Video phones and satellite linkup to far away expert eyes which offer trauma treatment skills when serious accidents and catastrophes occur.

Welcome to the world of telemedicine where space-age technologies will challenge and revitalize our future system of health care.

These dramatic, seemingly farfetched medical scenarios already are, or soon will be realities, reports Maryann Karinch. In Telemedicine: What the Future Holds When You're Ill, the author describes a new age in medical care. In it, fully equipped MASH units with videophones and satellite linkups can speed assistance to battle and accident sites by connecting the top specialists to victims continents away. Tiny robots will perform complex telesurgery. DataGlove links, trauma pods incorporating imaging capabilities, wireless communications and virtual reality-aided surgery will be readily available whenever and wherever critical needs arise.
In this new milieu, people in underdeveloped parts of the world will benefit, for the first time, from quality medical care. These new methods will also be used in space.
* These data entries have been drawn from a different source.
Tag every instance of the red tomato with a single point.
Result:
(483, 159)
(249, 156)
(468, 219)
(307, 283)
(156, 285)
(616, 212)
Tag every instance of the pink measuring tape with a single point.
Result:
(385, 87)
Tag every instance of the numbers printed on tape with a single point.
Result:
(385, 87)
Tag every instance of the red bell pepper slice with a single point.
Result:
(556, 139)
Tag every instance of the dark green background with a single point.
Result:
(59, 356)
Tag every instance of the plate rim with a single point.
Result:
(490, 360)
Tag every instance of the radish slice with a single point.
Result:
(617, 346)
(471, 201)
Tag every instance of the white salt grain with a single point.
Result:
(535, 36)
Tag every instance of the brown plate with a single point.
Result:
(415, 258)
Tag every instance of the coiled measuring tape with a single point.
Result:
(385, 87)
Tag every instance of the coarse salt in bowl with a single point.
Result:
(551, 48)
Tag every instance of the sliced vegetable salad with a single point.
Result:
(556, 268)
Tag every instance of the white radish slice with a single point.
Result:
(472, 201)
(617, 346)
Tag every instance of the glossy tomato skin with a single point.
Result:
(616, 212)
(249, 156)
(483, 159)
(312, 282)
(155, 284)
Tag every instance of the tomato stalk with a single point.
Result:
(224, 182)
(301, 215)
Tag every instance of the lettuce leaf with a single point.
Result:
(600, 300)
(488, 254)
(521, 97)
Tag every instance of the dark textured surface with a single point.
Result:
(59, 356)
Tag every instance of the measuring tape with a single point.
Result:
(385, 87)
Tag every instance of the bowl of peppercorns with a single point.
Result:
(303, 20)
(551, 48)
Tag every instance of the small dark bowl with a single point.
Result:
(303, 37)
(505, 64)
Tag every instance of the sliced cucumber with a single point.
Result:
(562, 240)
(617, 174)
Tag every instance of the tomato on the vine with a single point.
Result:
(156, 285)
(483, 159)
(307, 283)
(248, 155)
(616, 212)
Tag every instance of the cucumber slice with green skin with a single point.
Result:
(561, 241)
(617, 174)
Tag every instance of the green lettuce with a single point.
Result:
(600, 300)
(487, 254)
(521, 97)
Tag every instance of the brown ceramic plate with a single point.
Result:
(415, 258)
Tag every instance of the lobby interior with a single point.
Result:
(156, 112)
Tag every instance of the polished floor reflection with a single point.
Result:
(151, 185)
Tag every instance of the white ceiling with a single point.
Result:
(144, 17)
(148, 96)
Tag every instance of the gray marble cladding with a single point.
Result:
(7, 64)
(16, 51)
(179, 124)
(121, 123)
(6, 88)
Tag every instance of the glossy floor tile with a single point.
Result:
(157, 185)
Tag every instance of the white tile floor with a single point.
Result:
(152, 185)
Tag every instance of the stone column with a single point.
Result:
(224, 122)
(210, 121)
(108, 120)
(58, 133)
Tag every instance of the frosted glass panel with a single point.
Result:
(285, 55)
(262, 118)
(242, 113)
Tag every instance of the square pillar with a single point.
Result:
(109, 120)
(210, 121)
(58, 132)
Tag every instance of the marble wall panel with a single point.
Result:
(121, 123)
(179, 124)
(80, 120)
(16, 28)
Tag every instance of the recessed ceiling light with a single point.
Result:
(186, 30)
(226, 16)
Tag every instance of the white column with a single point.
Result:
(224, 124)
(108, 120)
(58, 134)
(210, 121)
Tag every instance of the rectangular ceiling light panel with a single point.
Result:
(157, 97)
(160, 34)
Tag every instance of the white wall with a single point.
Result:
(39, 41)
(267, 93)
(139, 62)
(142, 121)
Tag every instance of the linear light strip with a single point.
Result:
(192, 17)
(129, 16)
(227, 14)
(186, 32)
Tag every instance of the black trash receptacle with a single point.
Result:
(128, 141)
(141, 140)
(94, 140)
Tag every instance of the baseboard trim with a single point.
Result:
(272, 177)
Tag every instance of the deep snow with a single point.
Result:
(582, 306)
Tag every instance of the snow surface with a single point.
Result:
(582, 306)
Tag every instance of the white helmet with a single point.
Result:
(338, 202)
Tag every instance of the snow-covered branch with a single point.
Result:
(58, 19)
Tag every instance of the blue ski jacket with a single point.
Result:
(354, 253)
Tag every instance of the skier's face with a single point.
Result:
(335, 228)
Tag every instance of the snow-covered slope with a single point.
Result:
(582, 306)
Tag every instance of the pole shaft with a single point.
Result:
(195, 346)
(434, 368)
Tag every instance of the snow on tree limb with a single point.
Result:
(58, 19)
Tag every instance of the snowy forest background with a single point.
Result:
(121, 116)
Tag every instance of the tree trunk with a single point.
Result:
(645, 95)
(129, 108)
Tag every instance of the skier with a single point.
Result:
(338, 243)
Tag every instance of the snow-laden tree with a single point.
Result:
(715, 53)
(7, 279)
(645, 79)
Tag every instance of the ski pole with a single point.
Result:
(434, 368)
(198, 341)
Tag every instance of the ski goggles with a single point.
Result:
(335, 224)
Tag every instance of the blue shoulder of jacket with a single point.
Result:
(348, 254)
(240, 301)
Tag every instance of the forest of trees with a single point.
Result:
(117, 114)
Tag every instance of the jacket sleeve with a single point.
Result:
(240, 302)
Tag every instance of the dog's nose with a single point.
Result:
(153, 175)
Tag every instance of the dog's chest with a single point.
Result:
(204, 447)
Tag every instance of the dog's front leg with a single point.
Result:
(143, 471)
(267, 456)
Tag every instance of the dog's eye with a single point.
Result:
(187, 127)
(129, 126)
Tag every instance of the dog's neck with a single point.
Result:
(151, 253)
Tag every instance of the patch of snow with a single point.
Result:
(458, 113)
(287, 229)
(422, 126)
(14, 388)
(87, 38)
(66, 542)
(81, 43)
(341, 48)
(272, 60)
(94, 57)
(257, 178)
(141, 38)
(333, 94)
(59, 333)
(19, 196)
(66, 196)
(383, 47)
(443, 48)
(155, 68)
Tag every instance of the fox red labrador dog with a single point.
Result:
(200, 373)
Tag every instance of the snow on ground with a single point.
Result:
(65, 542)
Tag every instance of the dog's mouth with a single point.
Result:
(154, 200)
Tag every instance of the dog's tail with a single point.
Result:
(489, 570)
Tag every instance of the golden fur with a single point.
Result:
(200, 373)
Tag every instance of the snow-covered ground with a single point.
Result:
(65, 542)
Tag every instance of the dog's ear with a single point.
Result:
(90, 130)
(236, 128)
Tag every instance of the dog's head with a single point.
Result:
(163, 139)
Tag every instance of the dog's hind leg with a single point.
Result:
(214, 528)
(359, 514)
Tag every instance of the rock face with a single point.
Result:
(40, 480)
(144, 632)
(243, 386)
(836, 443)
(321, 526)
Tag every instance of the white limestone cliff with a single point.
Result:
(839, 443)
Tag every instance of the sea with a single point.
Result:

The first demonstration of this dynamic new technology was an earth-space telemedicine network linking the Mayo Clinic in the United States to the space shuttle Columbia.
Karinch also examines the impending controversies about telemedicine already splitting the medical community. Although considerable legislation, and former Surgeon General C. Everett Koop, tout the benefits for health care and the cost efficiency of telemedicine, many insurance executives, regulatory officials and hospital administrators voice concern about questions of free structures, malpractice, patient privacy, doctor-patient relationships and the possibility of image and data manipulation.
In this provocative and prophetic book, Karinch explores today's frontiers of medicine and the remarkable advances on the horizon. She suggests innovative, practical ways in which potential health care problems and issues can be addressed in the present, clearing the way for the remarkable new technologies of telemedicine to benefit us all in the future.

"This book will be informative - not only on the state of the art, but in reference to the future in both technology and policy."